Stocks Make Big Moves Midday: Axe Compute, AST SpaceMobile, United Airlines
Axe Compute surged more than 90% on reports of a $260 million contract to develop Nvidia GPUs, a claim that remains unverified. AST SpaceMobile rose about 5% after the FCC approved its plan for direct-to-device cellular broadband and a potential constellation of up to 248 LEO satellites. United Airlines fell roughly 6% after cutting its 2026 guidance and signaling a softer near-term quarter.
Key Takeaways
- Axe Compute's 90%+ move hinges on an unverified $260 million Nvidia GPU contract.
- AST SpaceMobile gained 5% on FCC approval for direct-to-device broadband and plans for up to 248 LEO satellites.
- United Airlines shares dropped about 6% after lowering 2026 adj EPS guidance to $7-$11 from $12-$14 and trimming current-quarter guidance to $1-$2 vs. $2.08 consensus.
- CNBC report cites anonymous sources; verify claims with official company statements or regulatory filings.
People Involved
- No specific individuals mentioned
Entities Involved
- Axe Compute Unverified contract recipient for Nvidia GPUs (per CNBC report)
- AST SpaceMobile Satellite/telecom company seeking FCC approval for D2D broadband and up to 248 LEO satellites
- United Airlines Airline issuing updated 2026 and current-quarter guidance
MarketMoodz Analysis
The midday moves reflect a market that is distinguishing between potentially transformative tech bets and traditional, clearly disclosed guidance changes.

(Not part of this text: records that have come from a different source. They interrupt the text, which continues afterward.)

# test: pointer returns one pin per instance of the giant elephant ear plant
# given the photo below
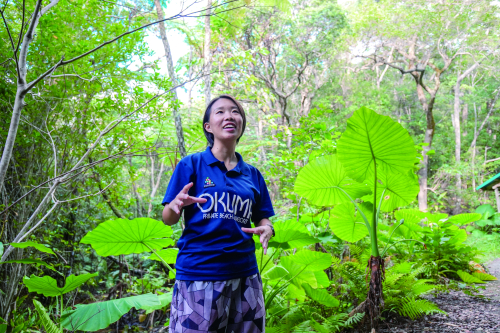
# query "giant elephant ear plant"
(374, 159)
(114, 237)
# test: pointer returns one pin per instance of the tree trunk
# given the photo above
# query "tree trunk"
(173, 78)
(429, 135)
(458, 145)
(375, 299)
(207, 54)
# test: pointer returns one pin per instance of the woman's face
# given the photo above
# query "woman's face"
(225, 121)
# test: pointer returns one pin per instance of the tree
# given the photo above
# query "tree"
(403, 44)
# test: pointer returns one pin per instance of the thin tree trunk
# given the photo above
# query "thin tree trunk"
(20, 93)
(173, 78)
(207, 54)
(458, 134)
(429, 135)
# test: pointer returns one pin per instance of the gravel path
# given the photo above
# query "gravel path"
(465, 314)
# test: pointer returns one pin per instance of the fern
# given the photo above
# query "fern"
(421, 288)
(49, 325)
(354, 320)
(467, 278)
(391, 279)
(410, 307)
(484, 276)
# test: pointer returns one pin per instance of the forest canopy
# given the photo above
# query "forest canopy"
(94, 122)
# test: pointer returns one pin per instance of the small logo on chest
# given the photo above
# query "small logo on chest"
(209, 183)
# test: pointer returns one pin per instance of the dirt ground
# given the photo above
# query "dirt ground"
(465, 314)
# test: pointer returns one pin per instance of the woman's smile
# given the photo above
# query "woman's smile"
(225, 120)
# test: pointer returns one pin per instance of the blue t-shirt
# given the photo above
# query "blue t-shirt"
(212, 246)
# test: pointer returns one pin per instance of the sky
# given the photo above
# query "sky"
(176, 39)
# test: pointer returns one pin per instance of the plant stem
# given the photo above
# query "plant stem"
(373, 234)
(60, 318)
(161, 259)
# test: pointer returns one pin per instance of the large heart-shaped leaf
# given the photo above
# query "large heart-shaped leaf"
(485, 210)
(47, 323)
(313, 260)
(290, 234)
(304, 265)
(298, 273)
(371, 139)
(122, 236)
(321, 296)
(95, 316)
(398, 190)
(48, 286)
(323, 182)
(463, 219)
(168, 255)
(39, 247)
(30, 261)
(347, 224)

If Axe Compute’s contract is confirmed, the stock could see extended upside tied to leveraging Nvidia GPU workloads; however, the lack of independent verification makes this a high-uncertainty catalyst.
AST SpaceMobile’s slight gain signals investor interest in a FCC-backed path to direct-to-device broadband, a sector that could unlock a new revenue stream if the regulatory and technical hurdles are overcome. Any confirmation of the plan or a clear timetable for the 248-satellite constellation would be a meaningful near-term catalyst.
United Airlines’ guidance reset underscores the risk in capital-intensive, cyclic businesses where modest de-leveraging or productivity gains can fail to offset volume pressures. Investors should watch next for formal updates from United’s investor relations team and any signs of demand recovery or cost discipline that could justify the revised multiple on the stock.